American Exceptionalism: Is it Nationalism in Disguise?


I’ve been disturbed lately by the increased usage of the phrase “American Exceptionalism.” One longstanding critique of conservatism is that the word “conservative” has no substantial meaning beyond indicating a resistance to change. Conservatives therefore spend too much time trying to backfill an empty concept with whatever ideas they need to pass the popular agenda item of the moment.

Enter “American Exceptionalism” (AE from here on) . Rich Lowry and Ramesh Ponnuru state it plainly in a recent National Review article:

What do we, as American conservatives, want to conserve? The answer is simple: the pillars of American exceptionalism.

It should worry conservatives that they need convoluted concepts like AE to bring clarity to their ideology.
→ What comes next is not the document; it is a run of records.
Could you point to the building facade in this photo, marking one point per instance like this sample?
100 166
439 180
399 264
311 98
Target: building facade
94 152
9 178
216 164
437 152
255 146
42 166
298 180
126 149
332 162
The basic idea that there are historical facts that make the United States exceptional in the history of civilization is not what I’m concerned about. Every society has some exceptional quality, something that makes it unique. What concerns me is that a theory of American Exceptionalism must provide a coherent theory of “the exceptional” or else it becomes a mere placeholder for nationalistic fervor. Either America is exceptional because of something it does, or it is exceptional simply because it is American.

In this particular case, Lowry and Ponnuru fill their version of AE with mostly positive stuff:

Exact renderings of the creed differ, but the basic outlines are clear enough. The late Seymour Martin Lipset defined it as liberty, equality (of opportunity and respect), individualism, populism, and laissez-faire economics.

Which begs the question? Why call it American Exceptionalism? Why not American Individualism or American Liberalism or just simply Libertarianism? Well because:

The creed combines with other aspects of the American character — especially our religiousness and our willingness to defend ourselves by force — to form the core of American exceptionalism.

But how is it exceptional for Americans to “defend themselves by force”? Are we supposed to believe that every other civilization has defended itself without force? or simply surrendered? Moreover, last I checked, religiosity was not particularly unique in the history of mankind.

So if we’re defining American exceptionalism using factors that aren’t particularly exceptional, what exactly are we talking about?  Ironically, American exceptionalism appears to mean liberty … with exceptions made for religion and national security. But then how does this differ from nationalism, the belief that the individual’s life only has meaning within the political and cultural boundaries set forth by the “nation”?

I’ll let you answer that. But don’t use the term “American exceptionalism” in your answer.